With an expressly designed nasogastric tube, the Edi is captured, fed to the ventilator, and used to assist the patient's breathing in synchrony with and in proportion to his/her own efforts, regardless of patient category or size.74 Because the work of the ventilator and the diaphragm is controlled by the same signal, coupling between the diaphragm and the ventilator is synchronized simultaneously.
With NAVA, the ventilator delivers a pressure proportional to the integral of Edi75 and therefore proportional to the neural output of the patient's central respiratory command. The level of pressure delivered is determined by the patient's respiratory center neural output; the ventilator is triggered and cycled off based on the Edi value, which directly reflects the activity of the neural respiratory command. The assist levels are adjusted by changing the proportionality between the Edi and delivered pressure. Stepwise increases in the NAVA level cause a gradual reduction in respiratory drive, and therefore the expected increase in pressure is not necessarily achieved. Due to this physiological down-regulation of the Edi signal, airway pressure and tidal volume plateau at adequate levels of unloading.76 Indeed, NAVA delivers proportional assistance: the level of pressure support varies from one cycle to the next cycle and is proportional to the Edi signal, which is proportional to the intensity of the diaphragm contraction. The stronger the diaphragm contraction, the greater the level of support delivered by the ventilator. If diaphragm contraction is insufficient, positive feedback will cause a more powerful Edi signal and thus more support. This assistance allows proportional support to limit the periods of over- or underassistance and provides the patient with more adaptation to physiological breathing.77 A recent prospective study focusing on patient-ventilator asynchronies in NAVA and pressure support ventilation showed how NAVA reduced the risk of over- and undersupport while providing more physiological ventilation with tidal volume variability than pressure support ventilation.78 The recent commercial spread of NAVA has given the opportunity to obtain simple and minimally invasive monitoring of Edi, so that this index can be used to monitor patient inspiratory activity during any mode of ventilation,79 based on the tight proportionality between Edi and Pmus.80 One study73 proposed the combined use of Pmus and Edi, previously termed neuro-mechanical efficiency, which is supposed to indicate the amount of pressure that respiratory muscles are generating for a unit of electrical activity. The authors found in subjects with acute respiratory failure that this index is highly variable between subjects but relatively stable in a single individual, even across different levels of assistance and ventilator modalities.

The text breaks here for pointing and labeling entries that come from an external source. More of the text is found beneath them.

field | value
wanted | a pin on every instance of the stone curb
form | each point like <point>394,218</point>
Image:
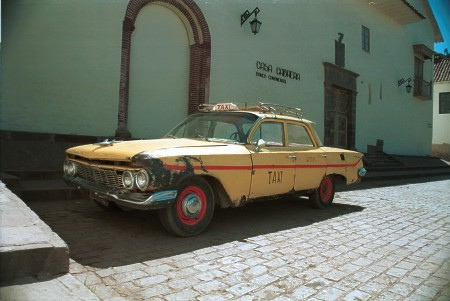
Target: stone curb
<point>28,247</point>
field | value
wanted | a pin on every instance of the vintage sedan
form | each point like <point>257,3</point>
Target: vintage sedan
<point>226,155</point>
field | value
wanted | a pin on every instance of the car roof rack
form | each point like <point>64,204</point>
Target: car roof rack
<point>261,107</point>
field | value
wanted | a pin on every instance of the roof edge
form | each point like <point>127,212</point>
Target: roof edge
<point>436,30</point>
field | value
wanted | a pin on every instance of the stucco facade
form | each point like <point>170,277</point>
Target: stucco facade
<point>64,66</point>
<point>441,100</point>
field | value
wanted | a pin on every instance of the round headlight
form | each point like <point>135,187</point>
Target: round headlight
<point>70,168</point>
<point>128,179</point>
<point>142,180</point>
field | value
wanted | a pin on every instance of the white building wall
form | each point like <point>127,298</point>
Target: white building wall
<point>299,36</point>
<point>61,63</point>
<point>441,122</point>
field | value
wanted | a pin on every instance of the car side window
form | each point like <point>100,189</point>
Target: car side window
<point>298,136</point>
<point>271,132</point>
<point>225,130</point>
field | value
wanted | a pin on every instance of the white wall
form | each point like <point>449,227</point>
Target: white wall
<point>299,35</point>
<point>61,65</point>
<point>441,122</point>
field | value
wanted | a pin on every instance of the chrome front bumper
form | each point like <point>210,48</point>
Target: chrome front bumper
<point>157,200</point>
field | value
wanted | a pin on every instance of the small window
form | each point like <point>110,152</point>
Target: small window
<point>271,132</point>
<point>365,35</point>
<point>444,103</point>
<point>298,136</point>
<point>224,130</point>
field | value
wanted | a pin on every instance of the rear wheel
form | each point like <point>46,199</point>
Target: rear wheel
<point>192,212</point>
<point>323,196</point>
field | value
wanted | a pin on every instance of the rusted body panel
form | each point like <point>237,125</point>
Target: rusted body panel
<point>242,170</point>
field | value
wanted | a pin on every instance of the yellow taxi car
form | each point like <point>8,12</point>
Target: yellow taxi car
<point>226,155</point>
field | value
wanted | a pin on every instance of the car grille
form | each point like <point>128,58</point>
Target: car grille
<point>107,177</point>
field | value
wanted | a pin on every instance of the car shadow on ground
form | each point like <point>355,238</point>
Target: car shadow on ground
<point>106,239</point>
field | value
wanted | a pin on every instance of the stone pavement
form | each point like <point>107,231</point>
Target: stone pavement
<point>389,243</point>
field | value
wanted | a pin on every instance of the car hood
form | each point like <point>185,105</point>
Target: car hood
<point>125,150</point>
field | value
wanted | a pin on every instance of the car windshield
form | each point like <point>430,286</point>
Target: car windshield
<point>230,127</point>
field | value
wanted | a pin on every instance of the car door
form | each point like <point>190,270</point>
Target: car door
<point>273,165</point>
<point>310,160</point>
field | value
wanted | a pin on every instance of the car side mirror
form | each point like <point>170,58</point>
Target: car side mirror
<point>261,143</point>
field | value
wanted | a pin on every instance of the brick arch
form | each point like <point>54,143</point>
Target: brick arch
<point>200,55</point>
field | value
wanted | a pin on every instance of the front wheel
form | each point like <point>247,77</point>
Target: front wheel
<point>323,196</point>
<point>192,212</point>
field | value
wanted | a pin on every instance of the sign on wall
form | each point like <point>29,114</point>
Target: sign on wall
<point>277,74</point>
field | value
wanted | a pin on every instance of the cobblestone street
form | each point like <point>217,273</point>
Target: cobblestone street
<point>390,243</point>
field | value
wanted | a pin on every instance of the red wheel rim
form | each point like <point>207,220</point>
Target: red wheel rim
<point>326,189</point>
<point>191,205</point>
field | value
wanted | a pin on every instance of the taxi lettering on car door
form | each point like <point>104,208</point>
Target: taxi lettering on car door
<point>310,160</point>
<point>273,169</point>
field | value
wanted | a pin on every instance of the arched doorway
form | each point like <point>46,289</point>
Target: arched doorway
<point>199,53</point>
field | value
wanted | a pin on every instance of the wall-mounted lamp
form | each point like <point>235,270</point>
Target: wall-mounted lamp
<point>408,86</point>
<point>255,24</point>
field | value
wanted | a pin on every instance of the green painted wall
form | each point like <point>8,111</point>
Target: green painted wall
<point>60,66</point>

Bedside Ultrasonography in Critically Ill Patients
The relative contribution of patient effort during assisted breathing is difficult to measure in clinical conditions. Moreover, the diaphragm is inaccessible to direct clinical assessment. Bedside ultrasonography, which is already crucial in several aspects of critically illness,81,82 has recently been proposed as a simple, noninvasive method of quantification of diaphragm contractile activity.4 Ultrasound can be used to determine diaphragm excursion,83,84 which may help to identify patients with diaphragm dysfunction.85
Ultrasonographic examination can also allow for the direct visualization of diaphragm thickness in its zone of apposition.86 Thickening during active breathing has been proposed to reflect the magnitude of diaphragm effort, similar to an ejection fraction of the heart.87
A number of recent studies have employed ultrasound to measure diaphragm thickness and inspiratory thickening in ventilated subjects. Some of them focused on the feasibility and reproducibility of the technique,88,89 whereas another90 showed how with increasing levels of pressure support ventilation, parallel reductions were found between diaphragm thickening and both the diaphragm and esophageal pressure-time product, suggesting that diaphragm thickening is a reliable indicator of respiratory effort.

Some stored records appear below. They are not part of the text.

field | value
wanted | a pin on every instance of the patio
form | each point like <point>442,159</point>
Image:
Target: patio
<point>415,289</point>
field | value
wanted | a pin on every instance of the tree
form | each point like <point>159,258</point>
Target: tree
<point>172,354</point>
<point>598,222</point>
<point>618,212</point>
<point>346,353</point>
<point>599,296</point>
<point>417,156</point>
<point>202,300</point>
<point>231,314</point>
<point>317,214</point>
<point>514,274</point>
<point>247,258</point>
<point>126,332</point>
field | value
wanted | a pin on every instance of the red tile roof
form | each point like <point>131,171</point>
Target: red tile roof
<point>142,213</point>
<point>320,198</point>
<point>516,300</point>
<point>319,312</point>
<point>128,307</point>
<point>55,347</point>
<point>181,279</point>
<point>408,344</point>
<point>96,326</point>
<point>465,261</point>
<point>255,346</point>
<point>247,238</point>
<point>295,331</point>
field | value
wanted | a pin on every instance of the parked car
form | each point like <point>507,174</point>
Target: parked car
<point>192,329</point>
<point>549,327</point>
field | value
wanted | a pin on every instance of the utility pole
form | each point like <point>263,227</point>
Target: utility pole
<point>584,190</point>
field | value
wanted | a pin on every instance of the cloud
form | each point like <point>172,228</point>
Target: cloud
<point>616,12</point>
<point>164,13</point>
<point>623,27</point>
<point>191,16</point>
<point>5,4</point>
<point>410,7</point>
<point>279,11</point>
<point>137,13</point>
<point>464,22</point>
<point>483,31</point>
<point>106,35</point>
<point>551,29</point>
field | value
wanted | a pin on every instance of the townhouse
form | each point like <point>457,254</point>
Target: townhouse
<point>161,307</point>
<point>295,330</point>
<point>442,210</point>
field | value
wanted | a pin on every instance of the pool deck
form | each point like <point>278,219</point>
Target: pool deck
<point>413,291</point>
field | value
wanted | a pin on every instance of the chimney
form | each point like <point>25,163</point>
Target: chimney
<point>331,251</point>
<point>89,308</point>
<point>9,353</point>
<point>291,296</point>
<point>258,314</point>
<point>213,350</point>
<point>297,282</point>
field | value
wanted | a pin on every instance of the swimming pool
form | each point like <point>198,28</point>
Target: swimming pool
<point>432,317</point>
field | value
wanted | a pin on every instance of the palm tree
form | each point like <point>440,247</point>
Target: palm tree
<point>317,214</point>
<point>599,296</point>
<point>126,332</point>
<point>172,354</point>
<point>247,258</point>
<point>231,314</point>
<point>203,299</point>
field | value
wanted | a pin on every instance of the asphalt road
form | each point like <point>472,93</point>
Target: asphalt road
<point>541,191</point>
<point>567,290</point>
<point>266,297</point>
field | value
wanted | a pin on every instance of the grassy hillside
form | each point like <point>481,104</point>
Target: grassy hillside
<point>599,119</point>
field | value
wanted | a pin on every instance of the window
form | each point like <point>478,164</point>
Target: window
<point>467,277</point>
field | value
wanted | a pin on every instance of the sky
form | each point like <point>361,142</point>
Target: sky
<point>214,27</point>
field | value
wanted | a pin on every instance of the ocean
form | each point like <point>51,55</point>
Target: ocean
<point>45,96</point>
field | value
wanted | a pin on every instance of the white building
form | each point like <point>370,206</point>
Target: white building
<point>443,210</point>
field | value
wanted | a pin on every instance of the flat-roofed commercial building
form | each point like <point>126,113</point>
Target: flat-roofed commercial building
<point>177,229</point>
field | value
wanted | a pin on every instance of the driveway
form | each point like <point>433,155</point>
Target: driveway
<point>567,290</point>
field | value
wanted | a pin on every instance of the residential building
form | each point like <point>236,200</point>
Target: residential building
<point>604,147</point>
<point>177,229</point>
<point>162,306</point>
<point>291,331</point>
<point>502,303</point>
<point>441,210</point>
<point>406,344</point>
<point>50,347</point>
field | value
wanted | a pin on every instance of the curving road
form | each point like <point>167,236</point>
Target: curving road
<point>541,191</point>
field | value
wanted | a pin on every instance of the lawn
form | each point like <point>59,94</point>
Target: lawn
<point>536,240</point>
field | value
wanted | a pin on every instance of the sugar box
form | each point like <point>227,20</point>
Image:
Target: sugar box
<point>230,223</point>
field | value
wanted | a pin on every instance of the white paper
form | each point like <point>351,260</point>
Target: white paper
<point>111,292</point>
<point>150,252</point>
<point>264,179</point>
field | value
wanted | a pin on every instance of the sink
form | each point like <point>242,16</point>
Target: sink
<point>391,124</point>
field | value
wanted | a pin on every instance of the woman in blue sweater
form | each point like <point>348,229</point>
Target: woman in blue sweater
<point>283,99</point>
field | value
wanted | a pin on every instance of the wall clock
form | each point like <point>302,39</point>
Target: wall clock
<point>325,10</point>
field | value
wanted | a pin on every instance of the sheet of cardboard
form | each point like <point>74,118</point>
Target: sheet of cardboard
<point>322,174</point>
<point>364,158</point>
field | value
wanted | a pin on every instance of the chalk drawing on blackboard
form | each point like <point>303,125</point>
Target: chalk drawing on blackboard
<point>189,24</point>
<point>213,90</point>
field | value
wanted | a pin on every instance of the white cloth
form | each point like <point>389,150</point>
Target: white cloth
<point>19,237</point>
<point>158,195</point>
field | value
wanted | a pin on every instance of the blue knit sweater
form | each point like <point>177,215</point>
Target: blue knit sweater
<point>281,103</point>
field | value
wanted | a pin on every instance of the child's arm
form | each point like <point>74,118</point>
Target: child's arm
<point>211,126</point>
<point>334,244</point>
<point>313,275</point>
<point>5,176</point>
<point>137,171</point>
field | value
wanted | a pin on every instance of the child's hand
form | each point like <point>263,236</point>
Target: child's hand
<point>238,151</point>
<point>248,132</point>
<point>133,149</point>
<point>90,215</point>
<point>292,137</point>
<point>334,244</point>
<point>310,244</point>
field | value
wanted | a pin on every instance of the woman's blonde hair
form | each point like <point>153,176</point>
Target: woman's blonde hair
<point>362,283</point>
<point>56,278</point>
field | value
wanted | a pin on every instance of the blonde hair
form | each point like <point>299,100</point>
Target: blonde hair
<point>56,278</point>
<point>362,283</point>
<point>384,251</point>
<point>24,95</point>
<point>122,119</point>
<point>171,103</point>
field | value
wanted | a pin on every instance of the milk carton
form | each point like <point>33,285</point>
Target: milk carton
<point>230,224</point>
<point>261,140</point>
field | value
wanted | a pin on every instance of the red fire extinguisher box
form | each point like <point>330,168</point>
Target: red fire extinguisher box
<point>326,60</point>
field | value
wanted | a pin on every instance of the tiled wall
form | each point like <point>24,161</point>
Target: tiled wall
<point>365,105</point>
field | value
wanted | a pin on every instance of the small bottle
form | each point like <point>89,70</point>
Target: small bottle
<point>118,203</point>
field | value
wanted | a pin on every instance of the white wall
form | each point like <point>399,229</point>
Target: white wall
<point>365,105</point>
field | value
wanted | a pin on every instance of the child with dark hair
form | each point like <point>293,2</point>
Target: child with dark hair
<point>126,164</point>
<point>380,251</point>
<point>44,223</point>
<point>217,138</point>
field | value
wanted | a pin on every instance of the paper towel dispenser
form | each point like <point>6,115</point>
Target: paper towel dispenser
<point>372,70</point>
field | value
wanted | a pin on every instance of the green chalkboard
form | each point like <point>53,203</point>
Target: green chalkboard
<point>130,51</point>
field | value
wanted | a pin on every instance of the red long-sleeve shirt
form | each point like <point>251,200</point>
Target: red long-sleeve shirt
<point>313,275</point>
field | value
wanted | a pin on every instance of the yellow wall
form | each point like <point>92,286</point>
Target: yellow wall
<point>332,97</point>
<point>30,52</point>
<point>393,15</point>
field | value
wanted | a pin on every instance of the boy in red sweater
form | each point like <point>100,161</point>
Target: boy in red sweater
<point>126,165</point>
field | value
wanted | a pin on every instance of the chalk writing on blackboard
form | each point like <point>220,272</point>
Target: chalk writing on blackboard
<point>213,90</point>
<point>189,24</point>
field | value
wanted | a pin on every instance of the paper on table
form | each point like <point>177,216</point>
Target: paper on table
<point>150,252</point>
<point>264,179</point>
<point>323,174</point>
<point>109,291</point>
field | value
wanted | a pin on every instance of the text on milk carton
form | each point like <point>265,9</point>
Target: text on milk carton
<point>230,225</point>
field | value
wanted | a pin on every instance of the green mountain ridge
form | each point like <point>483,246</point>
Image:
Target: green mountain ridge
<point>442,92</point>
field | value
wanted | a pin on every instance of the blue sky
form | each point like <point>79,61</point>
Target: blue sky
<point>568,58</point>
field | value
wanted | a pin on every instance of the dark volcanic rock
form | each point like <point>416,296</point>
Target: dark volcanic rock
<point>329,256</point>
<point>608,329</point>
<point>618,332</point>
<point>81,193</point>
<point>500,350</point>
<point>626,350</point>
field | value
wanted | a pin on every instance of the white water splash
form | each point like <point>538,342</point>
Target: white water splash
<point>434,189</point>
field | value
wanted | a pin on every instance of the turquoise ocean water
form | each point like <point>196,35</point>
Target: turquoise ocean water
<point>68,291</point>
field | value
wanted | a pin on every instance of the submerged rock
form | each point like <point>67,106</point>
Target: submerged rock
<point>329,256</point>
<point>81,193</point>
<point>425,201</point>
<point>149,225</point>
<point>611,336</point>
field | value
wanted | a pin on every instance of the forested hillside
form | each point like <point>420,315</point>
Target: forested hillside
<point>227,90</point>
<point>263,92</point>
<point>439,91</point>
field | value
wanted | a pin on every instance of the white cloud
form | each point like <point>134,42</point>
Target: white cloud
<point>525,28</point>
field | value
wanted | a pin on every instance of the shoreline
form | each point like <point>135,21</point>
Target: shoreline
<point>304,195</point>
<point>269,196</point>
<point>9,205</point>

Measurement of Diaphragm Thickness
The right hemidiaphragm can be visualized in the zone of apposition of the diaphragm to the rib cage with the probe placed in the midaxillary line, between the 8th and 10th intercostal space, as a 3-layered structure consisting of pleural and peritoneal (hyperecogenic) membranes and the hypoecogenic layer of muscle itself86,91 (Fig. 3). This site is ideal for ultrasonographic visualization, since the diaphragm is bounded by soft tissue on either side and lies parallel to the skin surface and, therefore, the transducer face. The diaphragm is additionally dynamically identified as the most superficial structure that is obliterated by the leading edge of the lung upon inspiration. Eventually, it is identified by direct visualization of its contraction at the beginning of the respiratory cycle.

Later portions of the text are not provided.